How an Italian's slight sparked the idea for the Grand Egyptian Museum - Salam
As-salamu alaykum. Farouq Hosny likes to tell the surprising story of how the Grand Egyptian Museum began more than thirty years ago.
He says the thought came after a well-known Italian publisher and designer, Franco Maria Ricci, insulted Cairo's 123-year-old Museum of Egyptian Antiquities by calling it a “storage warehouse” during a chat in Paris.
“To my surprise, the anger I felt made me tell him that we would build the world's biggest museum in Egypt,” Mr Hosny, who was Egypt's culture minister from 1987 to 2011, recalls.
“That was in 1992, and at that time we weren’t building or even thinking about such a thing. But I blurted it out because I was so upset. He then asked where it would be, and I said it would be near the pyramids.”
That offhand reply, says the 87-year-old, became the seed for the $1.2 billion Grand Egyptian Museum, which is now set to open with a grand ceremony attended by many world leaders.
But the remark wasn’t wholly out of the blue. Mr Hosny, also a respected abstract painter, had long been uneasy about how Egypt’s ancient treasures were displayed. “I always felt something was missing. The old Egyptian museum in Tahrir is a beautiful building with wonderful artefacts, but every time I left I felt down and drained. It felt like our civilisation wasn’t shown the respect it deserved,” he explains of the colonial-era museum housing over 100,000 items. “I didn’t know what to do - perhaps I needed that flare of anger from a stranger’s insult to push me into action.”
Mr Ricci took the joke seriously and flew to Cairo the next week to talk. They visited the desert on Cairo’s western edge and picked a likely site, though it turned out the air force had property there. Later, Mr Hosny went back with Field Marshal Hussein Tantawi and they found a raised spot with sweeping views of the Giza Pyramids.

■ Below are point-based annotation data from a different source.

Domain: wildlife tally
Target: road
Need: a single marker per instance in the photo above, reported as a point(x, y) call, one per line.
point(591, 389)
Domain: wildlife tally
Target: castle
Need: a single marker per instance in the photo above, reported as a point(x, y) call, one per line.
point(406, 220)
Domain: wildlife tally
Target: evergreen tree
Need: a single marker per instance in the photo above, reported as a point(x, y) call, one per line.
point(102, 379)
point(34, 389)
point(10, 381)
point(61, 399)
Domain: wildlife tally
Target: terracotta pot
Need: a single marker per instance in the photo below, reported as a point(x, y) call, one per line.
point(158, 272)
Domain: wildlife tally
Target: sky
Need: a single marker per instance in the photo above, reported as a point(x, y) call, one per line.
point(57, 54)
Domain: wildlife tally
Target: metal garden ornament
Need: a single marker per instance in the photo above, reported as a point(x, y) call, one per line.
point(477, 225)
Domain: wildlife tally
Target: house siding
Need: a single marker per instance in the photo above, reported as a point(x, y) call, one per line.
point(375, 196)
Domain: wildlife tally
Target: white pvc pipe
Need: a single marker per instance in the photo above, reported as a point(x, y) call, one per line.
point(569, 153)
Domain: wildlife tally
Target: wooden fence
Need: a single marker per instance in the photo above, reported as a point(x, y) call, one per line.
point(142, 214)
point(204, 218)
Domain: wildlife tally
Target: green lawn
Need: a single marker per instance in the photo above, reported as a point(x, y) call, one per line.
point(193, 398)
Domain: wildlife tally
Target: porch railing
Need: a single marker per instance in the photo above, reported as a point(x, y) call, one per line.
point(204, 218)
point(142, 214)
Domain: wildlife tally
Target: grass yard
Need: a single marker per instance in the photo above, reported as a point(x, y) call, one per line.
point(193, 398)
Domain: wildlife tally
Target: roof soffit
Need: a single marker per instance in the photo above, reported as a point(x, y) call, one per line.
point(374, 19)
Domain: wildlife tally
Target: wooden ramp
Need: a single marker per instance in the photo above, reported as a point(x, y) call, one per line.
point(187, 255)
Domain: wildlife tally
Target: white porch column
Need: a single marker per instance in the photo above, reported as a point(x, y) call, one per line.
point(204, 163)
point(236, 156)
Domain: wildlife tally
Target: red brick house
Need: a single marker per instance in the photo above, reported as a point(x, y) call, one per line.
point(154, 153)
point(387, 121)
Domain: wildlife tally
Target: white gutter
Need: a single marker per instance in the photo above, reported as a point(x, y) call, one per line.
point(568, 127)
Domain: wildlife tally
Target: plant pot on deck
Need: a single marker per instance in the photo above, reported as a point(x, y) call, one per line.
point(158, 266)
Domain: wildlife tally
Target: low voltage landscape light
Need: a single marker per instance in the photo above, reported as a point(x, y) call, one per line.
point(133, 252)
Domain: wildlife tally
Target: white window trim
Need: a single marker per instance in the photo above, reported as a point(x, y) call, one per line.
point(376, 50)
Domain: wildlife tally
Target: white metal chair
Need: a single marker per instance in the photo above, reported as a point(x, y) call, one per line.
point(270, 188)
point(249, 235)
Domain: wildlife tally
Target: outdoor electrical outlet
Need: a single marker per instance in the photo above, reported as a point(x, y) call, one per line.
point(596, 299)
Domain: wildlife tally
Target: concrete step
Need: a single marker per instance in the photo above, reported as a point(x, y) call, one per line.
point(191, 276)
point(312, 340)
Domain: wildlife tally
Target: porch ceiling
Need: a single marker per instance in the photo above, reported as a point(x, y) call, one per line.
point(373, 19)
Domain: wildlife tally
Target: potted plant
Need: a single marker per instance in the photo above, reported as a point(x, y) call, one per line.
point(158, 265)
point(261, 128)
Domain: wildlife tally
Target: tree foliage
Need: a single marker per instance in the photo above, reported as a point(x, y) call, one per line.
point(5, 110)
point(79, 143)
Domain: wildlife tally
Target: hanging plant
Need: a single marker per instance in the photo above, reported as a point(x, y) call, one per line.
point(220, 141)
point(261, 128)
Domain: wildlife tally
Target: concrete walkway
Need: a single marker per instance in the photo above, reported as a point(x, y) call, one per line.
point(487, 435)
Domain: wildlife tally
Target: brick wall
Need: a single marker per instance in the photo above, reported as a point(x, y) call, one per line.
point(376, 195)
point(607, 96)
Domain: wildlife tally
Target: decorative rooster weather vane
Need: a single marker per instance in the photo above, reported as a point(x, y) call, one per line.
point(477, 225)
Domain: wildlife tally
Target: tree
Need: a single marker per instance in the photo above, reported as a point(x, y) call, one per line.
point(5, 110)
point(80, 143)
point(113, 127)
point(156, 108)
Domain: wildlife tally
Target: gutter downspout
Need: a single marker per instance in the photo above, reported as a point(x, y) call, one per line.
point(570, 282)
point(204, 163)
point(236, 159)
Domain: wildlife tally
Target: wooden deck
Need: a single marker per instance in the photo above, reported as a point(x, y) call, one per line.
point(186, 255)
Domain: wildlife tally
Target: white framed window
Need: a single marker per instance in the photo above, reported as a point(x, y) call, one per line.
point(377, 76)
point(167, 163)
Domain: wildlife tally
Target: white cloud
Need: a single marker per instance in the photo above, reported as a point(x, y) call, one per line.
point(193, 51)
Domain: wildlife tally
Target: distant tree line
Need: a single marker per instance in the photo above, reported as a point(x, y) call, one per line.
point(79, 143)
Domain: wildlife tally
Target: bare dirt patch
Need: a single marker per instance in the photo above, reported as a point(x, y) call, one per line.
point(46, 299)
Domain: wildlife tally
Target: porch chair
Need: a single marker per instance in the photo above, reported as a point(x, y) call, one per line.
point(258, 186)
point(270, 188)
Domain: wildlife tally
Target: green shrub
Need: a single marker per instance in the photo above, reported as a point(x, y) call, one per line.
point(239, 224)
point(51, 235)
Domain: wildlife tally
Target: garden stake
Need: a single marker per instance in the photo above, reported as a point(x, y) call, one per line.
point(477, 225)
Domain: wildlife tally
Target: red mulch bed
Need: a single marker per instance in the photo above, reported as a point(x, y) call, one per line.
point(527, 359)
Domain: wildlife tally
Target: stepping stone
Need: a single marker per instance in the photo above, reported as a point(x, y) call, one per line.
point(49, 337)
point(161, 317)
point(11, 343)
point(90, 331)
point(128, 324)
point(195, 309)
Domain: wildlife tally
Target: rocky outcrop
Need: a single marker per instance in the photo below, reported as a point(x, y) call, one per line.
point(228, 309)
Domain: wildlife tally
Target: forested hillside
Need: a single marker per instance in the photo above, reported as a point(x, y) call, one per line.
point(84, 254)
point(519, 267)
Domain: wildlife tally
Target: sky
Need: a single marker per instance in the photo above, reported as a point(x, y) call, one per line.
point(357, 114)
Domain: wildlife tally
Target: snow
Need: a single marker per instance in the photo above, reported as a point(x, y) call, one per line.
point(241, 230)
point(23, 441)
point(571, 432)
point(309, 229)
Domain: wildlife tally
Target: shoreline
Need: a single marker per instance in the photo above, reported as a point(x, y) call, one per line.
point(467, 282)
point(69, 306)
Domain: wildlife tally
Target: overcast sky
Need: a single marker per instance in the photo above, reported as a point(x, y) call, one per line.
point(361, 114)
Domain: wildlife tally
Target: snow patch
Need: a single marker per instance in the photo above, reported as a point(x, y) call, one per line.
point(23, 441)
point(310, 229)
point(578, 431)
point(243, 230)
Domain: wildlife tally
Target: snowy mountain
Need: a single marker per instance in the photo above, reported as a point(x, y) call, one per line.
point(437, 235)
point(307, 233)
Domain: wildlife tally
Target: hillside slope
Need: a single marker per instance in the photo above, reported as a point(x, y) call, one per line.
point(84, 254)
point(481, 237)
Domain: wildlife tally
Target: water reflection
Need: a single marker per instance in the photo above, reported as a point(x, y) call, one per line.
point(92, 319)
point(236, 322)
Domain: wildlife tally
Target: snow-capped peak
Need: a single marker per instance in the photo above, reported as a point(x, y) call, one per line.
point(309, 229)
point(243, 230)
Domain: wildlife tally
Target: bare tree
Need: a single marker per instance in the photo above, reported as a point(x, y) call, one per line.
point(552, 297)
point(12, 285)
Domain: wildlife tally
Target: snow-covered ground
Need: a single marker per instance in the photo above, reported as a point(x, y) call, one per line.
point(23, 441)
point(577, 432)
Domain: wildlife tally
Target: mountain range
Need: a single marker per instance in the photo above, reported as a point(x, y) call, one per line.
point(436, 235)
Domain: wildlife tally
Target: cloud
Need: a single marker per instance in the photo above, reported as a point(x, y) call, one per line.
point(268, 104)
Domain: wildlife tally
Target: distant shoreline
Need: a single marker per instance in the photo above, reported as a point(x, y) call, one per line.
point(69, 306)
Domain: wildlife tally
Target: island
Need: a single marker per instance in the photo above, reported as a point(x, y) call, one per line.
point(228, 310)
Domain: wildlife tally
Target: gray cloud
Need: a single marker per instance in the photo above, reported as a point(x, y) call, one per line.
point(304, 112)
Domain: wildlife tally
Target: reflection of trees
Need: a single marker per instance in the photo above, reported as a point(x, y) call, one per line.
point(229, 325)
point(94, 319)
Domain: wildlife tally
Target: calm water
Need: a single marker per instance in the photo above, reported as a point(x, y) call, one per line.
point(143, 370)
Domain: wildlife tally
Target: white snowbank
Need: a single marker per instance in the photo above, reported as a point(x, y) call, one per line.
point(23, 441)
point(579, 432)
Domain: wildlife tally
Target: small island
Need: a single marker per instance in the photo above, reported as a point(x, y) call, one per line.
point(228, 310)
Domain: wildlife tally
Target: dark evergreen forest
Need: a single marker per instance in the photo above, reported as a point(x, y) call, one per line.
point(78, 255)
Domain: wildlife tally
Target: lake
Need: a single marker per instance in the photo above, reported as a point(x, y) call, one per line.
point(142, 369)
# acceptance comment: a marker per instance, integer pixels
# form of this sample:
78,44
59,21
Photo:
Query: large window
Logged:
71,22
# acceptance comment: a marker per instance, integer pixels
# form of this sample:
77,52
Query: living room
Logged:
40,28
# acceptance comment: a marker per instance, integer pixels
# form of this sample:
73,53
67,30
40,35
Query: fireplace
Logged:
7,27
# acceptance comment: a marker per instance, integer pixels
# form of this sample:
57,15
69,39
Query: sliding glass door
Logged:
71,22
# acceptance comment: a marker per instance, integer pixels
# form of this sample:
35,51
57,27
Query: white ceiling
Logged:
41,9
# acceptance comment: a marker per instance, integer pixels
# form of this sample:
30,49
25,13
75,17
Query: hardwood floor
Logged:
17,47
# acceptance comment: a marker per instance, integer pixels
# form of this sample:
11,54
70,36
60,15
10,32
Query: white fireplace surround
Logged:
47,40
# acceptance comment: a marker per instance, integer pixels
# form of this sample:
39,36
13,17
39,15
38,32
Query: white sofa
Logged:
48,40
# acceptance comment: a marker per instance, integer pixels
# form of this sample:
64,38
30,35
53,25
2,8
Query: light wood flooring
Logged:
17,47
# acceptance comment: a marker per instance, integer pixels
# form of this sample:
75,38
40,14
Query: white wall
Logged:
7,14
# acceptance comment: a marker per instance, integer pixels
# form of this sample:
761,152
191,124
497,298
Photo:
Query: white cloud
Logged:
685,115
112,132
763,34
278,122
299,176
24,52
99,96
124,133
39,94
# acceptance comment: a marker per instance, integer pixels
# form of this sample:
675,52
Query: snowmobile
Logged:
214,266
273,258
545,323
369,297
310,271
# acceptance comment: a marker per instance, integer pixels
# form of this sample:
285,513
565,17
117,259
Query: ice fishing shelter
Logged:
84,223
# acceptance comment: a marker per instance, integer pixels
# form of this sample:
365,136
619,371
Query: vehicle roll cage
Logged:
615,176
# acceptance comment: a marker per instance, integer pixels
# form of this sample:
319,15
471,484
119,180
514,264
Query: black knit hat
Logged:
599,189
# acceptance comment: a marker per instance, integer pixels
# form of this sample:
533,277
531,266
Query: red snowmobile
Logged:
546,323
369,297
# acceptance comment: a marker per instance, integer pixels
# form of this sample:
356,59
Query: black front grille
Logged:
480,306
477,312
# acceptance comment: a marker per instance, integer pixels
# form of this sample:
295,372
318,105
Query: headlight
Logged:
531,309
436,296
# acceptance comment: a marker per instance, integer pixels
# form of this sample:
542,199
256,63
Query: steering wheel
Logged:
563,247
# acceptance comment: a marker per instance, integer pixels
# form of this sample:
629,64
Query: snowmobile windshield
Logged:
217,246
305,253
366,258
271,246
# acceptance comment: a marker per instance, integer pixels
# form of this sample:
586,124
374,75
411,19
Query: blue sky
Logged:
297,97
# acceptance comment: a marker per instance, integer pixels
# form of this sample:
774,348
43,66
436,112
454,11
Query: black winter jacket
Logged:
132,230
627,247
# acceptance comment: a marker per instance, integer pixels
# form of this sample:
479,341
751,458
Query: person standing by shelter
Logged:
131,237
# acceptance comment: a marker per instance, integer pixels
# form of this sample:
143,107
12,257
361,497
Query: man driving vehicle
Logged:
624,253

That is where the Grand Egyptian Museum now stands.
Mr Ricci, who died in 2020, was friends with Italy’s then-prime minister Giulio Andreotti and persuaded him to give Egypt $5 million for a feasibility study. Four years later the complete eight-volume study was ready, covering effects like wind, earthquakes, rain and sun.
“To realise your dreams is like a crown to wear,” Mr Hosny says, speaking at his yet-to-open art museum that will display his work and his private collection of European contemporaries’ paintings and sculptures.
With a shock of silver hair, his signature scarf and handkerchief, the Alexandrian artist and former minister still shows a deep love of art despite the passage of time and life’s ups and downs. In his 24 years as culture minister under the late President Hosni Mubarak, he championed Egypt’s ancient heritage while never abandoning his passion for painting. “Art is not secondary to my soul,” he insists.
What moves him most about pharaonic artefacts is their artistic power. “As an artist, I always felt pharaonic pieces steer my feelings. Every time I visited the treasures in Luxor I returned to Cairo recharged. They awaken something grand inside me. Every time I stand before them I’m amazed as if I’m seeing them anew.”
Mr Hosny says his pride in the Grand Egyptian Museum doesn’t eclipse his satisfaction at helping establish many small and mid-sized museums across the country during his tenure - the Museum of Civilisations in Cairo, the Mosaics Museum in Alexandria, the Textiles Museum in the capital, and the Embalmment Museum in Luxor among them.
“It was never about big or small,” he says of his own museum in Zamalek. “This one is small but full of energy and vision.” He prefers it to be called by the name he chose: The Small Museum.
May Allah bless efforts that preserve and honour our heritage.